In a milestone discovery, astronomers have announced that the James Webb Space Telescope (JWST) has detected water ice drifting through a dusty ring of debris surrounding a distant, sunlike star.
Astronomers have long suspected that water, especially in its frozen form, might be common in the cold, outer reaches of planetary systems beyond our own. That’s because in our own solar system, Saturn’s moon Enceladus, Jupiter’s Ganymede and Europa, and other icy moons are known to contain vast amounts of frozen water. Some of these moons are even thought to harbor subsurface oceans of liquid water, fueling ongoing discussions about their potential to support life.
Now, with JWST’s confirmation last week, scientists say they can begin exploring how water — a key ingredient for life as we know it — is distributed and transported in other planetary systems.

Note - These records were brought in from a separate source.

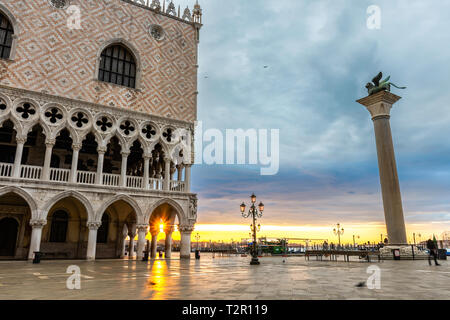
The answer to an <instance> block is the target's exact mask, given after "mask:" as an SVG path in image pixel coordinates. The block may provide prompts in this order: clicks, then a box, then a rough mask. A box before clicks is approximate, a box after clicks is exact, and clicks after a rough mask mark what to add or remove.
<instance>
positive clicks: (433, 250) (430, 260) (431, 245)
mask: <svg viewBox="0 0 450 320" xmlns="http://www.w3.org/2000/svg"><path fill="white" fill-rule="evenodd" d="M427 249H428V250H430V255H429V256H428V263H429V264H430V266H431V256H433V258H434V264H435V265H437V266H440V264H439V263H438V262H437V248H436V243H434V241H433V240H431V239H428V241H427Z"/></svg>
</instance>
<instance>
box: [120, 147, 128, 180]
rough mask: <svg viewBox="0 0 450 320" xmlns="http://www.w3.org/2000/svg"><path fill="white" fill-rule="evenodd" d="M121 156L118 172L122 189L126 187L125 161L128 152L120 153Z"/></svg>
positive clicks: (127, 160) (125, 159) (126, 167)
mask: <svg viewBox="0 0 450 320" xmlns="http://www.w3.org/2000/svg"><path fill="white" fill-rule="evenodd" d="M121 154H122V169H121V171H120V185H121V186H122V187H126V186H127V161H128V156H129V155H130V152H121Z"/></svg>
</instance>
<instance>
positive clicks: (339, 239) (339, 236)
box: [333, 223, 344, 247]
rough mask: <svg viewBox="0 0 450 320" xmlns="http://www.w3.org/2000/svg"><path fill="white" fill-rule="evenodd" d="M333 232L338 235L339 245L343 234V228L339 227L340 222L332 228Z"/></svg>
mask: <svg viewBox="0 0 450 320" xmlns="http://www.w3.org/2000/svg"><path fill="white" fill-rule="evenodd" d="M333 232H334V234H335V235H337V236H338V241H339V247H340V246H341V235H343V234H344V228H341V224H340V223H338V224H337V229H333Z"/></svg>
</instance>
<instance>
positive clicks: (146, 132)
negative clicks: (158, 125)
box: [142, 124, 156, 139]
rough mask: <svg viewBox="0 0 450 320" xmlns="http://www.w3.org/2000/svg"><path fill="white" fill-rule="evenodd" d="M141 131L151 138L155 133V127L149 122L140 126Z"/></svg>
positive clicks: (150, 138) (147, 137)
mask: <svg viewBox="0 0 450 320" xmlns="http://www.w3.org/2000/svg"><path fill="white" fill-rule="evenodd" d="M142 133H143V134H144V135H145V137H146V138H147V139H151V138H152V137H153V136H155V135H156V130H155V127H154V126H153V125H151V124H147V125H145V126H144V127H143V128H142Z"/></svg>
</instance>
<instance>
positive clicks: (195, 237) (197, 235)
mask: <svg viewBox="0 0 450 320" xmlns="http://www.w3.org/2000/svg"><path fill="white" fill-rule="evenodd" d="M195 240H197V250H198V241H199V240H200V235H199V234H198V232H197V234H196V235H195Z"/></svg>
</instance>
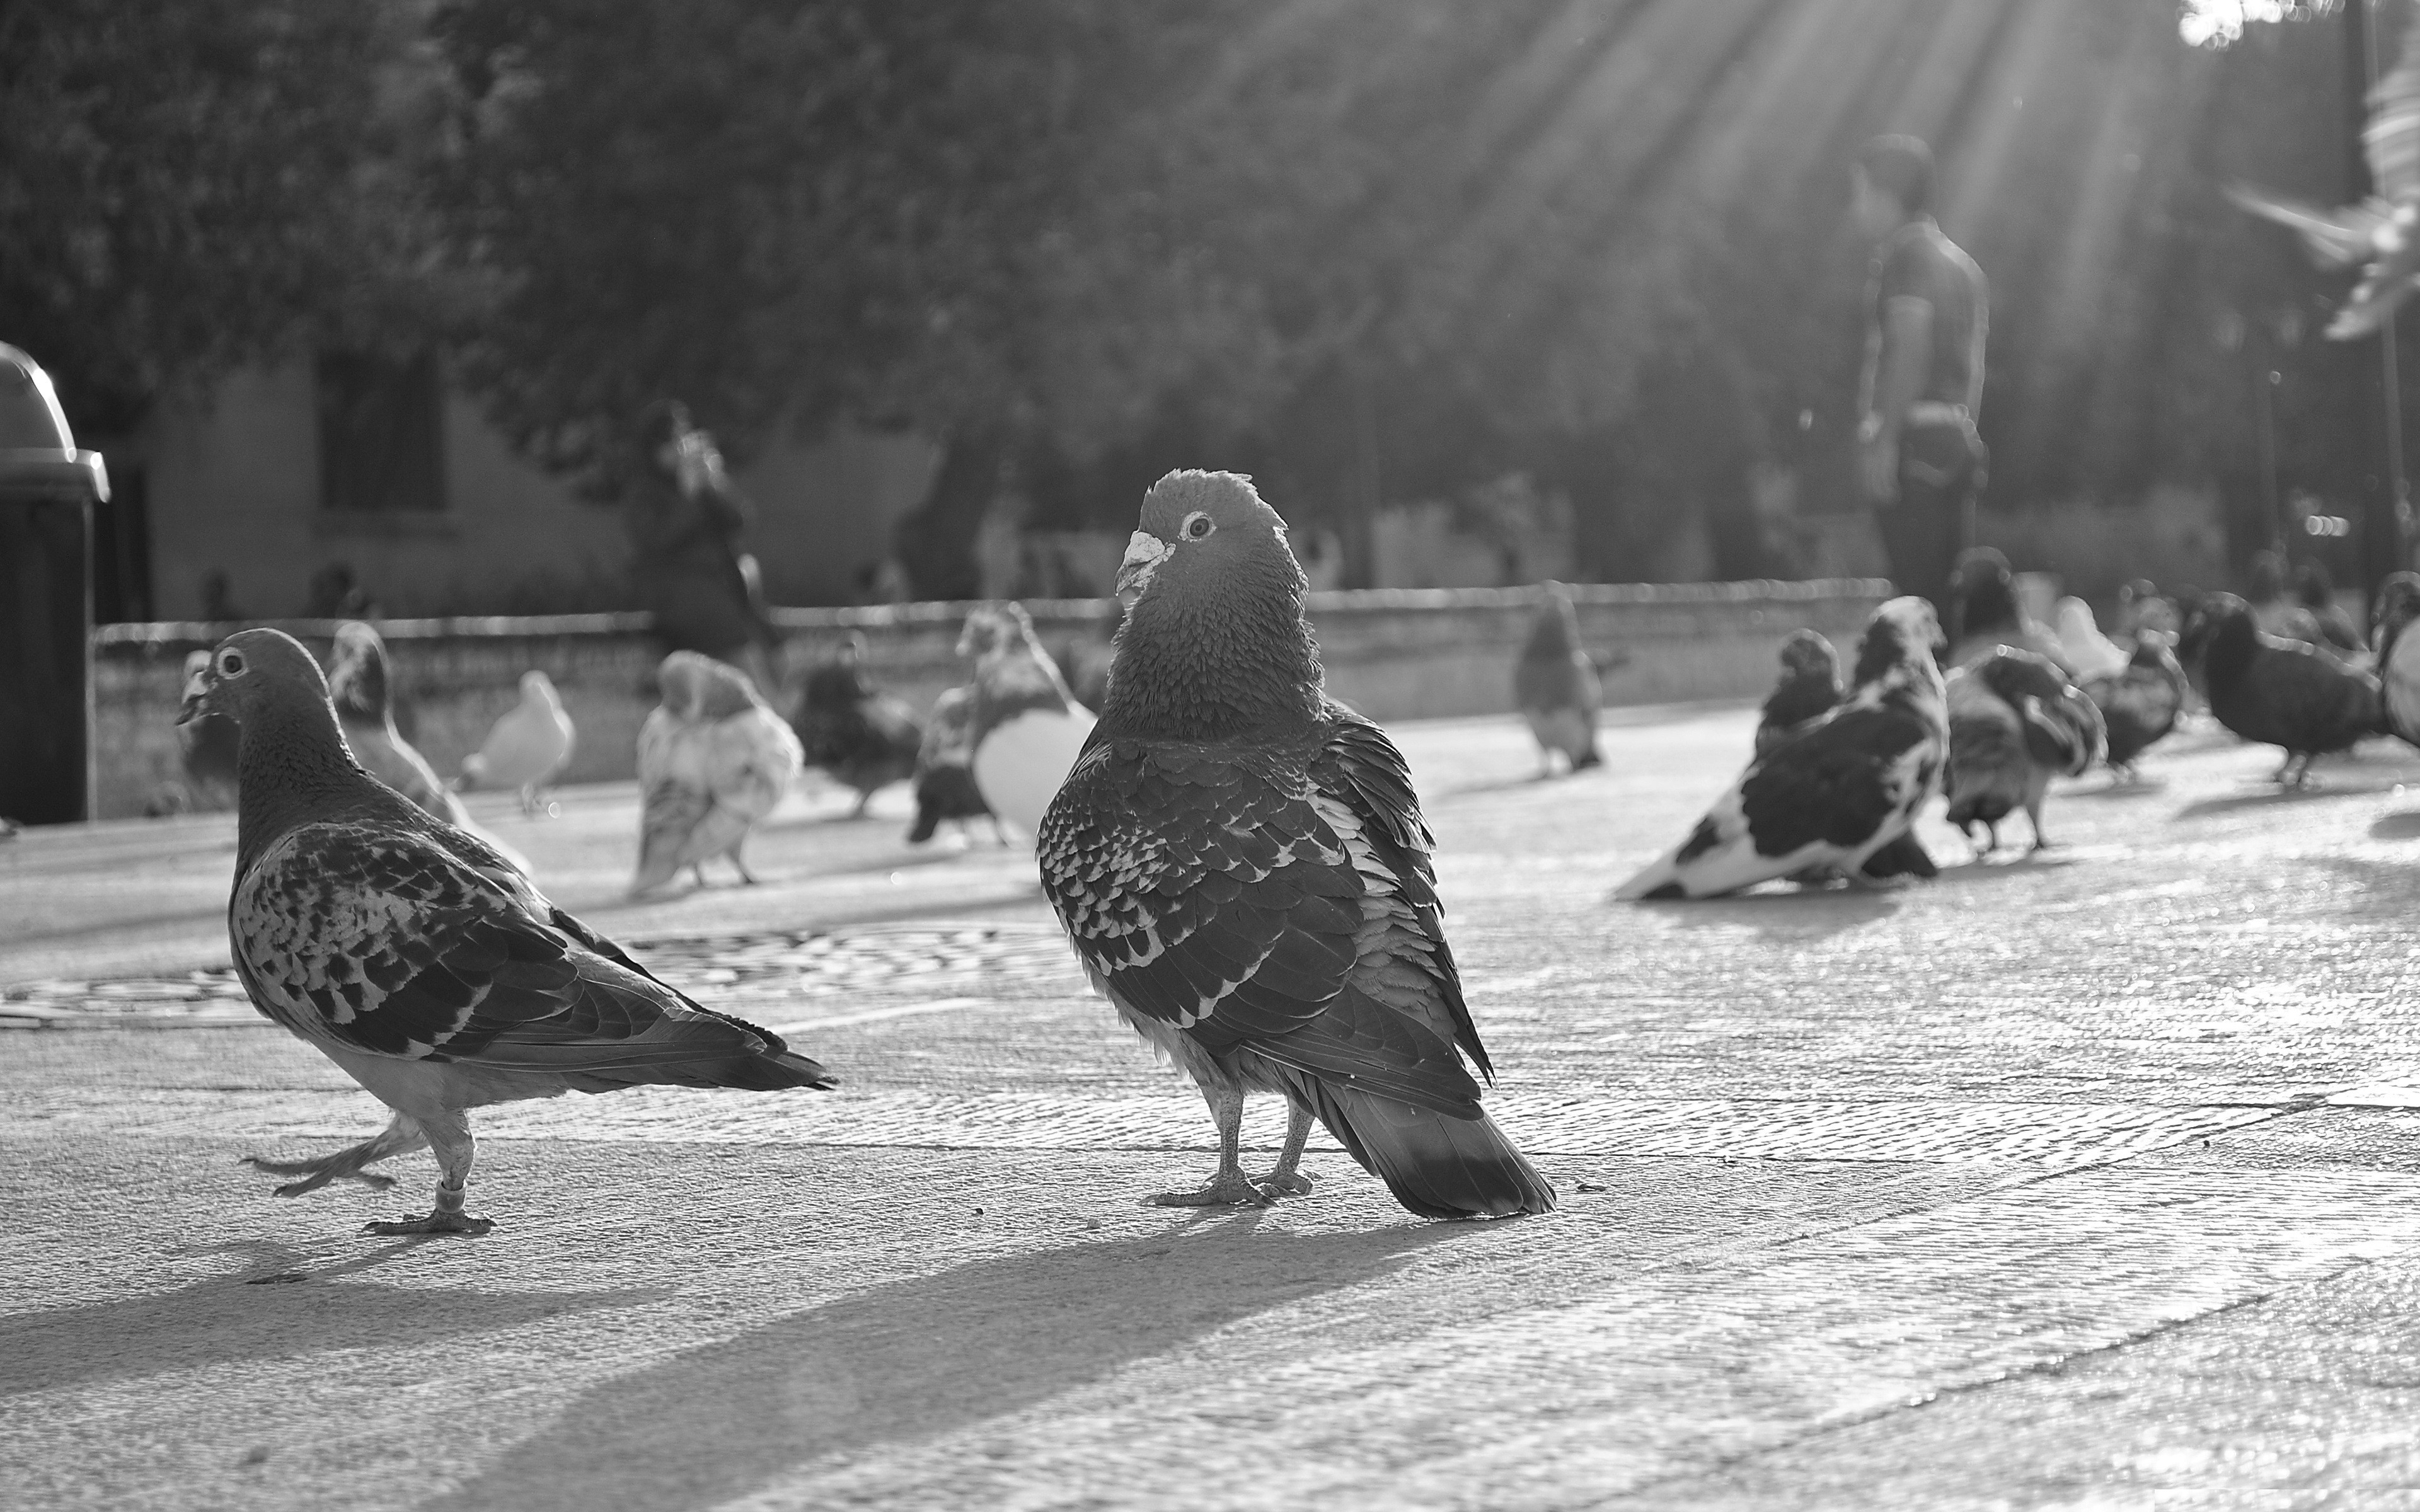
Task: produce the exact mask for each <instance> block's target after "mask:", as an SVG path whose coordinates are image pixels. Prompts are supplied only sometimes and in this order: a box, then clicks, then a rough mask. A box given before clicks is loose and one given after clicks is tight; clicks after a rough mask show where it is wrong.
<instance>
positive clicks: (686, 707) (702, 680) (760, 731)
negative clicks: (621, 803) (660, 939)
mask: <svg viewBox="0 0 2420 1512" xmlns="http://www.w3.org/2000/svg"><path fill="white" fill-rule="evenodd" d="M656 685H658V687H661V689H663V702H661V704H658V706H656V709H651V711H649V716H646V723H644V726H639V793H641V801H644V810H641V820H639V871H636V876H632V878H629V895H632V898H636V895H641V893H651V890H656V888H661V885H663V883H668V881H673V876H675V873H680V868H682V866H690V868H695V873H697V885H699V888H702V885H707V868H704V861H707V856H731V864H733V866H736V868H738V873H741V883H748V885H755V876H753V873H750V871H748V861H743V859H741V847H743V844H748V825H753V823H757V820H760V818H765V815H767V813H772V810H774V806H777V803H779V801H782V793H787V791H789V781H791V779H794V777H799V767H801V755H799V735H794V733H791V728H789V726H787V723H782V716H779V714H774V711H772V709H767V706H765V699H762V697H760V694H757V689H755V682H750V680H748V673H743V670H738V668H733V665H731V663H721V660H714V658H711V656H702V653H697V651H675V653H670V656H666V658H663V665H661V668H656Z"/></svg>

The new discovery centers on a star called HD 181327, located about 155 light-years away, in the constellation Telescopium. At just 23 million years old, HD 181327 is a cosmic infant compared with our 4.6 billion-year-old sun, and it’s encircled by a broad, dusty debris disk that is rich in small, early building blocks of planets.
“HD 181327 is a very active system,” study co-author Christine Chen, a research scientist at Johns Hopkins University in Maryland, said in a NASA statement. Frequent collisions between icy bodies in this disk are constantly stirring up fine particles of dusty water ice, which are “perfectly sized for Webb to detect,” Chen said.
The findings, published May 15 in the journal Nature, suggest these “dirty snowballs” of ice and dust could eventually play a key role in delivering water to future rocky planets that may form over the next few hundred million years. As planets take shape within the disk, comets and other icy bodies could collide with the young worlds and shower them with water — a process thought to have helped seed early Earth with the water that sustains life today.
JWST revealed that most of the distant star system’s water ice is concentrated in the outer regions of the disk, where temperatures are cold enough for it to remain stable. Closer in, the ice becomes increasingly scarce, likely vaporized by the star’s ultraviolet radiation or locked away in larger rocky bodies known as planetesimals, which remain invisible to JWST’s infrared instruments.
According to the research team, the debris disk around HD 181327 resembles what the Kuiper Belt — the vast, doughnut-shaped region of icy bodies beyond Neptune — likely looked like billions of years ago during the early stages of our solar system’s evolution.
“What’s most striking is that this data looks similar to the telescope’s other recent observations of Kuiper Belt objects in our own solar system,” Chen said in the statement.